Hace unos días escuchaba una entrevista a un pastoralista, muy apreciado y conocido en medios eclesiásticos por sus publicaciones, su gran éxito editorial y sus comentarios evangélicos. Interpelado por el entrevistador respondía: “Cuando entro en una Iglesia, donde se celebra la misa dominical, no hallo a Jesús, ni rastro de su Reino”. Era una grabación de YouTube; si hubiese estado presente, le habría expresado mi total desacuerdo con esta afirmación, dicha así, sin más. Sus palabras no eran aceptables, ni siquiera como recurso oratorio, como manera de captar la atención.
La pregunta se impone: ¿qué entendemos por una Iglesia de Jesús?
No pude acabar de escuchar la entrevista. Posiblemente al final respondería a esta pregunta. Por lo que pude intuir, el Jesús que él no encontraba en la misa parroquial del domingo era el Jesús que él mismo había construido desde sus ideas y su estudio… ¿Es también el Jesús real o es solo una parte de todo lo que Él significa? Por otro lado, ¿cómo se nota la presencia de la Iglesia de Cristo y de su Reino?
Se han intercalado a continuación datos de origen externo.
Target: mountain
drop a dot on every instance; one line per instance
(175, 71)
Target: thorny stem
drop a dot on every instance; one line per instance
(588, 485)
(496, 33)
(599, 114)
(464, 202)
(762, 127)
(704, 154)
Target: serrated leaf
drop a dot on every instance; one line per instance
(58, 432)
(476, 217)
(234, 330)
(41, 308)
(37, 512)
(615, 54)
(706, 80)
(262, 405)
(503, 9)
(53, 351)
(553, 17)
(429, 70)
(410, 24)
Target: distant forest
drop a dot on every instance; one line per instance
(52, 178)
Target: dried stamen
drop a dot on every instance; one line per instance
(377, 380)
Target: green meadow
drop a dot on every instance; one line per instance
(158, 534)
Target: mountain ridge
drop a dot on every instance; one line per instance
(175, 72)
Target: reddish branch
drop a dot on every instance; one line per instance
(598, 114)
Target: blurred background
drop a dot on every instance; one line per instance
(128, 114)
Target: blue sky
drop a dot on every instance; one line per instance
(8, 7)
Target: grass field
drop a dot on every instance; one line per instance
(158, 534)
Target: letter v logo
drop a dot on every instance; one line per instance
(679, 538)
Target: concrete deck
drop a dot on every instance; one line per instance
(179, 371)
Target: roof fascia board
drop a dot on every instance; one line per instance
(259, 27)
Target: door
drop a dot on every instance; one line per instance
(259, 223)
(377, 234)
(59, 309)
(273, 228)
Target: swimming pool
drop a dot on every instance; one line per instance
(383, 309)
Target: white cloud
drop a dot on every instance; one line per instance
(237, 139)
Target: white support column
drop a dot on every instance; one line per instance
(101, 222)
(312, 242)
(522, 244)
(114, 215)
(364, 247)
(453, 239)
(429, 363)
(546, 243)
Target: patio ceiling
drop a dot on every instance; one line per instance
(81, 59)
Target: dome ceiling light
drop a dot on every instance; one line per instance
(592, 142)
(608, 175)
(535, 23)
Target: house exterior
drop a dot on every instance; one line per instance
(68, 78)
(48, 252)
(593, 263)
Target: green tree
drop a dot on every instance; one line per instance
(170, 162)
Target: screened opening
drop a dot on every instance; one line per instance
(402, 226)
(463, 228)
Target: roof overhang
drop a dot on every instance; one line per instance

Respondemos haciendo tres precisiones. Primera, que la Iglesia de Cristo y el Reino de Dios no se manifiestan más que mediante signos: su verdad, su realidad, en sí misma, sigue escondida con Cristo en Dios, como dice la Carta a los Colosenses (cf. Col 3,3). En segundo lugar, que los signos litúrgicos, como todos, han de ser interpretados, leídos, concretamente con los ojos del mismo Cristo. Puede haber muchos signos, pero que no respondan a la realidad de una verdadera Iglesia de Cristo (por ejemplo, en la escena evangélica de los ricos “generosos” y la viuda pobre (cf. Mc 12,41-42). En tercer lugar, que la liturgia, por ella misma, ofrece muchos signos de lo que es una Iglesia encarnada en una comunidad concreta. No podemos exigir solo los signos que responden a nuestra sensibilidad, despreciando otros que, también son propios de una auténtica Iglesia.
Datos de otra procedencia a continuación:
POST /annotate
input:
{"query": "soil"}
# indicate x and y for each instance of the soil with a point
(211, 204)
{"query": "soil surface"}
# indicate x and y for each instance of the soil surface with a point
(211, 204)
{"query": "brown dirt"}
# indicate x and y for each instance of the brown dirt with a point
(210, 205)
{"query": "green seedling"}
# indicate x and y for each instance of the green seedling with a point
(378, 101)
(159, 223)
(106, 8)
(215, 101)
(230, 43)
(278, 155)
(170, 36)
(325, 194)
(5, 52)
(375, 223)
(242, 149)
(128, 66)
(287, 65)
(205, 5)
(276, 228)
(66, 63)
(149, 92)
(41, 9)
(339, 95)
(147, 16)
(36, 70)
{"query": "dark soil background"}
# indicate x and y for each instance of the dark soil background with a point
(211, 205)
¿Por qué dudar sistemáticamente de la sinceridad de quienes rezan el mismo Padrenuestro o recitan el mismo Credo, piden perdón, responden Amén, cantan u oran en silencio…? La fe, los esfuerzos y sacrificios que se realizan para seguir esperando y amando son la verdad de los signos (palabras, gestos) que se realizan visiblemente en la misa. Son la verdad de la Iglesia concreta.
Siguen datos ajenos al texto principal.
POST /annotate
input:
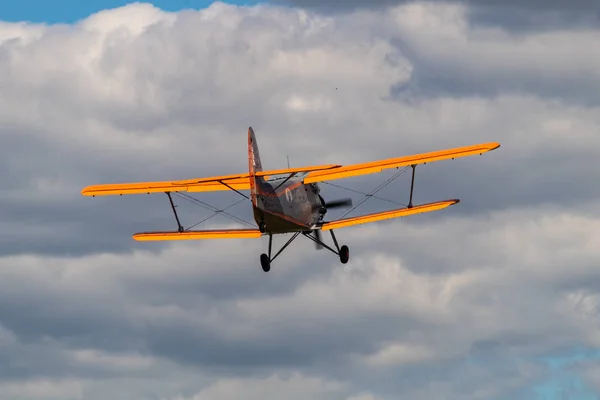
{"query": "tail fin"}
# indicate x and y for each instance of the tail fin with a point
(254, 164)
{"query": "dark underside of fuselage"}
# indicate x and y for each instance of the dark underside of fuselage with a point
(289, 208)
(276, 224)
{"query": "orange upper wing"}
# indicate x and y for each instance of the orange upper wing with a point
(380, 165)
(211, 184)
(198, 235)
(380, 216)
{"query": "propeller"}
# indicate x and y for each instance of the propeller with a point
(323, 207)
(339, 203)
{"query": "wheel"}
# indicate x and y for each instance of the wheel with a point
(265, 262)
(344, 254)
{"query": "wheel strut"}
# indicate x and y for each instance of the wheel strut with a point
(266, 259)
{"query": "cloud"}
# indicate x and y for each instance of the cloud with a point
(462, 303)
(536, 5)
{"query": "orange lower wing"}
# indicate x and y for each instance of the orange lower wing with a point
(199, 235)
(397, 213)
La Iglesia resucita en aquellos que siguen creyendo a pesar del sufrimiento, en aquellos que se esfuerzan por sobrellevar una presencia molesta en la familia, en aquellos que tratan de perdonar y ser sinceros, en aquellos que no se avergüenzan del otro porque sea un pecador, en aquellos que ofrecen tiempo, dinero, facultades en favor de los más necesitados… Toda esta vida tiene su lugar en la misa, aunque solo será evidente a los ojos de Dios.
Es más, aunque esta vida interior nuestra fuera débil o mortecina, en la celebración de la Eucaristía Jesucristo resucitado continuaría realizando su ofrenda al Padre por toda la humanidad e invitándonos a participar de ella.